食欲に任せて手掴みで食べてしまうと、のどに食べ物を詰まらせたり、むせ込んでしまったりするので、できるだけ介助者がゆっくり順を追って食事を提供することをお勧めします。また、86歳という年齢からも、嚥下機能(食べ物を噛むことや飲み込むこと)が低下してきているので、ゆっくり召し上がって頂けるようサポートしましょう。
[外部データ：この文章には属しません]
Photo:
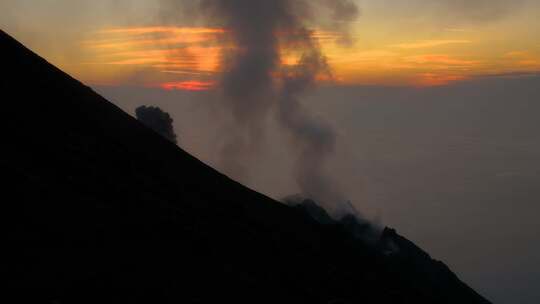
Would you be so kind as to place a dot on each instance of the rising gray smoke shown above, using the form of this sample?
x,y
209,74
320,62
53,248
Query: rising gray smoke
x,y
157,120
254,83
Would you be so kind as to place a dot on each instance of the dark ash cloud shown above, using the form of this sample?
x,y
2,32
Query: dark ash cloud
x,y
157,120
255,85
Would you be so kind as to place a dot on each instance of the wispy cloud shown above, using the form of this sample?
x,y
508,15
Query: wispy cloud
x,y
428,44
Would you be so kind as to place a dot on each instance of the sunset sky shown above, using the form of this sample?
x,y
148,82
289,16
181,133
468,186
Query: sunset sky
x,y
434,105
412,43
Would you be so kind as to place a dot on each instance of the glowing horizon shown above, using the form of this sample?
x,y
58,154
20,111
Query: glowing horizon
x,y
414,43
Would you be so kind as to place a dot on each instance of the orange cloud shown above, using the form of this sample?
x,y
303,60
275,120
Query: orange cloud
x,y
429,44
188,85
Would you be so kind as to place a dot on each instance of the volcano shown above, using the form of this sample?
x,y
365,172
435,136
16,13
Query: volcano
x,y
98,208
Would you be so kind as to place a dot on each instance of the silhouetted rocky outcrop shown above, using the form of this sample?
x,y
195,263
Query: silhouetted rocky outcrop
x,y
97,208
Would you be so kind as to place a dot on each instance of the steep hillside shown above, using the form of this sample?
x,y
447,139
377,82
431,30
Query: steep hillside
x,y
96,208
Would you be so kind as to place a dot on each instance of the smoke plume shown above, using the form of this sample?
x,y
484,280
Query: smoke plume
x,y
255,83
157,120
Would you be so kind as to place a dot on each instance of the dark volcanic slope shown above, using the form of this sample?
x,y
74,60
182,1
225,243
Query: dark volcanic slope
x,y
96,208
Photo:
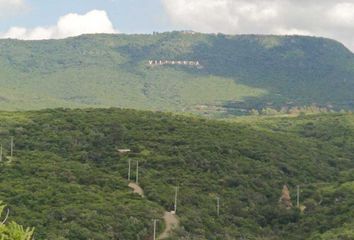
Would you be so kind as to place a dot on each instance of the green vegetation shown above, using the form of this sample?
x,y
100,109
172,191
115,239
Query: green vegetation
x,y
239,74
13,231
67,180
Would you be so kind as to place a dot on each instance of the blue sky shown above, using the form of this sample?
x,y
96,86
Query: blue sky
x,y
46,19
129,16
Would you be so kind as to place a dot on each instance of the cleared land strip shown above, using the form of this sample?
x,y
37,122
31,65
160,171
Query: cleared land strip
x,y
171,221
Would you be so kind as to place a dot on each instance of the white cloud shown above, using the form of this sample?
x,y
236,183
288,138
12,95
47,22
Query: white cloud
x,y
328,18
10,7
343,13
72,24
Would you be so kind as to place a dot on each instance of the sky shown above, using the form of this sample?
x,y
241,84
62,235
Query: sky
x,y
50,19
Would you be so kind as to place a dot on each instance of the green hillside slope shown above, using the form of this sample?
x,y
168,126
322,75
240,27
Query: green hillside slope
x,y
237,73
67,180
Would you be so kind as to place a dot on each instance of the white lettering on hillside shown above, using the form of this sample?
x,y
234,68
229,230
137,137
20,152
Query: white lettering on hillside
x,y
173,62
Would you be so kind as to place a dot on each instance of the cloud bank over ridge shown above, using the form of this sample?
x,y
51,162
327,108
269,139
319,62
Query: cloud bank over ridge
x,y
72,24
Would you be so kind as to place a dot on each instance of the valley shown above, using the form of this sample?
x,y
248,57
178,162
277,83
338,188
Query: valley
x,y
68,181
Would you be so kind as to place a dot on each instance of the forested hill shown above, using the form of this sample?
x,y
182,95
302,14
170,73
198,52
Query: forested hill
x,y
235,73
68,181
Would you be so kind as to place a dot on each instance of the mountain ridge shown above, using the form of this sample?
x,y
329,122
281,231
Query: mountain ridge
x,y
240,73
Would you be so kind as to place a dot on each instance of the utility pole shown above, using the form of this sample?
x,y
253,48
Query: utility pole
x,y
298,196
129,167
137,173
12,146
155,229
218,206
176,196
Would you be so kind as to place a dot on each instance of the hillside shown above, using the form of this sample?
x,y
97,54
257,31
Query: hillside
x,y
67,180
236,73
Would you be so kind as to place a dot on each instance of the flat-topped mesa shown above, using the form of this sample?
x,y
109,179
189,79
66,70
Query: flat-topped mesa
x,y
173,62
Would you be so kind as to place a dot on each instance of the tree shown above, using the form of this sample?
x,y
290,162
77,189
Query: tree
x,y
13,231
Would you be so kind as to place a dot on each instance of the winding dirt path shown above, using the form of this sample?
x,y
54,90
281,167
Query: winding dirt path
x,y
170,218
137,189
171,222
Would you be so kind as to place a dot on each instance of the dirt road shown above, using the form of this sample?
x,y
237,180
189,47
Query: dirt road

・食べ物は沢山提供せずに、少しずつ提供してみましょう。

目の前に、食べ物が沢山あると好きな物から手当り次第に手掴みで食べてしまう可能性があるので、

食事を提供する場合には、目の前にお皿を沢山並べるのではなく1つの小皿に食べ物を移して、

それに集中して召し上がってもらいましょう。

■お母様がスプーンを使わないときは、一緒に手伝ってあげましょう。

はじめの数口は、介助者がスプーンに食べ物をのせて口まで持っていき、食べ物をスプーンで食べると言うことを意識付けします。そのとき、スプーンにのった食べ物を目でしっかり見てもらうことも忘れずに行いましょう。

 ■スプーンで食べるリズムが整ってきたら

・一度、お母様にスプーンを手渡し、食べ物を掬って食べられるか確認しましょう。

・お母様がスプーンを使用せずに食べ始めたら・・・

介助者のスプーンをお母様に渡して手を添えながら一緒に食べ物をすくいます。肘が曲がるところまでサポートすることで、自然とご自身で口にいれることができるようになります。始めのうちは、介助者が誘導してあげて、動作を繰り返していくうちに、お母様の手の動きが出てきたら、それに合わせて介助者の介助量を減らしましょう。

・お母様が食べ物をすくうことに慣れてきたら、反対の手でお皿を持ってもらいましょう。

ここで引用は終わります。